The Pennsylvania State Senate unanimously confirmed the nominations of Michelle Henry as Attorney General and Col. Christopher Paris as State Police Commissioner.
Confirmation required a two-thirds vote of the 50-member chamber.
“This is a powerful vote of confidence in our work and I am humbled to lead the dedicated team in the Office of Attorney General on behalf of every Pennsylvanian,” said Henry. “Consumers, victims, and our partners in law enforcement now rely on the Office in record numbers, and with this vote, we can continue to be the independent, fearless, and trusted voice Pennsylvanians have come to expect. There will be big challenges over the next two years, and, as your Attorney General, I promise we will step up and always have Pennsylvanians’ backs.”
Henry, 53, was nominated to fill out the remainder of Gov. Josh Shapiro’s term. Henry has risen from intern in the Westmoreland County District Attorney’s Office to now serve as the chief law enforcement officer for the Commonwealth.
“Michelle Henry has the experience, talent, and dedication to the pursuit of justice that Pennsylvania needs in the Attorney General’s office – and that’s why I nominated her to serve out the remainder of my term,” said Shapiro. “By confirming her nomination, the Senate has guaranteed that Pennsylvanians have an Attorney General who will fight for them. I look forward to working with Attorney General Henry to build safer communities and protect the rights of Pennsylvanians.”
Before serving as First Deputy Attorney General, Henry dedicated over 20 years of her career to the Bucks County District Attorney’s Office – taking on critical jobs including Chief of Major Crimes, Chief of Child Abuse, and First Assistant. She was appointed Bucks County District Attorney with a bipartisan vote in 2008.
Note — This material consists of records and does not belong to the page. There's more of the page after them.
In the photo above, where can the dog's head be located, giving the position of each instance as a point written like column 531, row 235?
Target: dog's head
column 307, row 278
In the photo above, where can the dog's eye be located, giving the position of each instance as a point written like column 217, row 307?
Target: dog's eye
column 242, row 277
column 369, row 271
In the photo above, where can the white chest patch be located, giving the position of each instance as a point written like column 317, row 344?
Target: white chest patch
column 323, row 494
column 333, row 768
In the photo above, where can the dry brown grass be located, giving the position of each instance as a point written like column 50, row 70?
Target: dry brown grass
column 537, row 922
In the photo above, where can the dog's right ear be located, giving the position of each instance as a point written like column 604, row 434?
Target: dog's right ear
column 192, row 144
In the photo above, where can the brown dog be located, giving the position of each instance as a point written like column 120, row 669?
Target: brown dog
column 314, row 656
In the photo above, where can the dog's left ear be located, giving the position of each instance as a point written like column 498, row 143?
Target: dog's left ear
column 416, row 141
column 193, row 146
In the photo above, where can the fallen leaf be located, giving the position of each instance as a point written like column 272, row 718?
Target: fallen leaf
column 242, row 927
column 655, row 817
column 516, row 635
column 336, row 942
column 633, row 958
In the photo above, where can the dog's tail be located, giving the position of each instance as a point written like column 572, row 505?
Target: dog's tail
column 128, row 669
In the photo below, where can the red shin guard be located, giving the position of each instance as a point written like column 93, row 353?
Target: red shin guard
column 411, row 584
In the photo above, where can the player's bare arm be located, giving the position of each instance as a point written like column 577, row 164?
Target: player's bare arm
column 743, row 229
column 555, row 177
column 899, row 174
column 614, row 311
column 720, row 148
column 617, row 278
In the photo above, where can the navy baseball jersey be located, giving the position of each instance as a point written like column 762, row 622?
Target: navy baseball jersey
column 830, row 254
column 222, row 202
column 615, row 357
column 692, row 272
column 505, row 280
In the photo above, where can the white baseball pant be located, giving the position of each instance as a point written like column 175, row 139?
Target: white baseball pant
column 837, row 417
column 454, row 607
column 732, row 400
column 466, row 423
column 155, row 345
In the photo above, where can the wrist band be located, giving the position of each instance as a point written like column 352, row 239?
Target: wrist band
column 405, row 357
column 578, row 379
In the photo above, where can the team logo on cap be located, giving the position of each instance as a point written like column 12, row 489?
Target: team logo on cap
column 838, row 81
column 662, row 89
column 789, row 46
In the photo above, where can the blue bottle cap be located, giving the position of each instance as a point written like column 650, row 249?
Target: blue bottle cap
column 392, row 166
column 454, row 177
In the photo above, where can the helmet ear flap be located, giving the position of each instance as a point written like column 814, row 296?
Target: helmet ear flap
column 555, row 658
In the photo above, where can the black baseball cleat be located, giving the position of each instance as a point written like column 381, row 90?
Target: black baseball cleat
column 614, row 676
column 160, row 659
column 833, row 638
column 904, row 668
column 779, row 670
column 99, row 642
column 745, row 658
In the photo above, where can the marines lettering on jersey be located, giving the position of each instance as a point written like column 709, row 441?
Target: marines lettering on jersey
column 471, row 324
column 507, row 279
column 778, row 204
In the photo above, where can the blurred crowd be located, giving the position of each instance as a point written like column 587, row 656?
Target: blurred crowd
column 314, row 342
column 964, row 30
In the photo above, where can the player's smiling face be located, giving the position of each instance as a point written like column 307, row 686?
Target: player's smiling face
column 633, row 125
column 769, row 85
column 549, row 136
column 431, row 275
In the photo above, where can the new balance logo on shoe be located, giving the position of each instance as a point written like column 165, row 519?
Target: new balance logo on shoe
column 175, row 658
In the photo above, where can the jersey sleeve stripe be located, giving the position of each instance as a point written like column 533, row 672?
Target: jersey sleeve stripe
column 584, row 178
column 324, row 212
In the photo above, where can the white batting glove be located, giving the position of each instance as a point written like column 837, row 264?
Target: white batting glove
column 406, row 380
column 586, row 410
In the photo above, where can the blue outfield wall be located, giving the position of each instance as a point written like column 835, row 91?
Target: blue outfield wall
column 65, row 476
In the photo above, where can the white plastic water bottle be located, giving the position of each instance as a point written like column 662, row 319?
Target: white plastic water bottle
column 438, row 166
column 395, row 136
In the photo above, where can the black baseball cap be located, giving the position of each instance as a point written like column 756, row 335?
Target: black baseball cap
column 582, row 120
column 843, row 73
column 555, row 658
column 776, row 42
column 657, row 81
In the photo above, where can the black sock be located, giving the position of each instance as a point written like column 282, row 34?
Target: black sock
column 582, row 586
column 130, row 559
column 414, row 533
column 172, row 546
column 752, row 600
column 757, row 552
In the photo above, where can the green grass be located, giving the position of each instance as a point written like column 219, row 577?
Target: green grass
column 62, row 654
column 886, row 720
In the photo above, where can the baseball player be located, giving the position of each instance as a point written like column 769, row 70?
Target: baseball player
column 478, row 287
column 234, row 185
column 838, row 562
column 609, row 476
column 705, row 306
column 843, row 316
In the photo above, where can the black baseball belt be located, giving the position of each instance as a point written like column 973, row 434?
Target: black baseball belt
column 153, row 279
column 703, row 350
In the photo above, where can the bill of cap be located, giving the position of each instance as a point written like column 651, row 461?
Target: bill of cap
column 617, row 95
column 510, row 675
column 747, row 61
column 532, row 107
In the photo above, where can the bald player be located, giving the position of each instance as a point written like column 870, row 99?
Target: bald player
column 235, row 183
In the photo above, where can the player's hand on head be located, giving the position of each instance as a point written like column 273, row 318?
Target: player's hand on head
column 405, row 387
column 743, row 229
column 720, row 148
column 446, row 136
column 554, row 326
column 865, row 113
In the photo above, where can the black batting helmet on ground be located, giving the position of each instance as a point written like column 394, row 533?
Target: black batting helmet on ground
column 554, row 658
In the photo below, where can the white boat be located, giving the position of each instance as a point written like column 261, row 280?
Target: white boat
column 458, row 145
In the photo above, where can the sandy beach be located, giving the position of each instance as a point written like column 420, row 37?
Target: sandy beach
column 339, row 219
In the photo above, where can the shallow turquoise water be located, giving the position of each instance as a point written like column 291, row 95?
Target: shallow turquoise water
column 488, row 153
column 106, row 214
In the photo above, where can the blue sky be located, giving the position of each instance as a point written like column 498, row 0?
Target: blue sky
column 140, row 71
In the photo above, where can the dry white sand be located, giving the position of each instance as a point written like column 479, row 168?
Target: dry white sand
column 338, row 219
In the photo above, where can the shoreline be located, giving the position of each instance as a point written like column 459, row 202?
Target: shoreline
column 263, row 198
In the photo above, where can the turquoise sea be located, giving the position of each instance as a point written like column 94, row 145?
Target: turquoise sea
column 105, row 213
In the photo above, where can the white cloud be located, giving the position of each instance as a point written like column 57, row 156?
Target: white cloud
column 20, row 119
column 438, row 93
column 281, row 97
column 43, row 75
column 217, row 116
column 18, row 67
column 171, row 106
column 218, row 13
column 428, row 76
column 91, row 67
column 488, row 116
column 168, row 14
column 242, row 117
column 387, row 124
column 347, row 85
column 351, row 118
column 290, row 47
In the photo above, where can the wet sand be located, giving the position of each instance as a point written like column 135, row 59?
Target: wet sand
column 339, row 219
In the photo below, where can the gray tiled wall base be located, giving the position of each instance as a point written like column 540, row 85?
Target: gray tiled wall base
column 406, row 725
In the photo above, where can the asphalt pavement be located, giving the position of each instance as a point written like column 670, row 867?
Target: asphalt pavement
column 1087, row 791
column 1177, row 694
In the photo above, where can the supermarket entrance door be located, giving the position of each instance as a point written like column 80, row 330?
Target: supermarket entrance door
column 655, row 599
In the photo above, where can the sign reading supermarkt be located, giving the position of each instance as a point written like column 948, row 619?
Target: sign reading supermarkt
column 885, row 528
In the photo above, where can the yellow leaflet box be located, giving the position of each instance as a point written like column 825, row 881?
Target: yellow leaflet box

The Attorney General is the state’s top law enforcement officer and operates with a wide range of responsibilities to protect and serve the citizens and agencies of the Commonwealth. The Attorney General leads a staff of several hundred prosecutors, attorneys, investigators, agents and support staff in offices across the state, divided into four divisions: the Criminal Law Division, the Public Protection Division, the Civil Division and the Operations Division.
Paris enlisted in the Pennsylvania State Police in 1999, beginning his career as a Trooper assigned to Troop K, Skippack. As he progressed through the ranks, he served in Troop K, Philadelphia; the Bureau of Training and Education; Troop R, Dunmore; the Department Discipline Office; the Bureau of Integrity and Professional Standards; the Executive Office as the Deputy Commissioner of Administration and Professional Responsibility. Most recently, he served as the Commander of Area III.
“I’m humbled at the opportunity. It’s a surreal experience having been in here as a 22-year-old cadet, sitting in these chairs. To be asked and given the opportunity to serve in this capacity is a humbling and surreal experience,” Paris said.
He is a 1998 magna cum laude graduate of the University of Scranton, a 2004 graduate of Temple University Law School, and a graduate of the 267th session of the Federal Bureau of Investigation National Academy. Paris has passed the Pennsylvania and New Jersey bar exams and is an active member of the Pennsylvania Bar.
Colonel Paris exercises command, administrative, and fiscal authority over the Pennsylvania State Police, which is the 10th largest police agency in the United States, serving a population of more than 3.3 million residents over a 36,000 square-mile area. He oversees a budget of more than $1.5 billion and commands a statewide complement of approximately 6,500 enlisted and civilian employees, which includes an authorized complement of 4,740 State Police Troopers.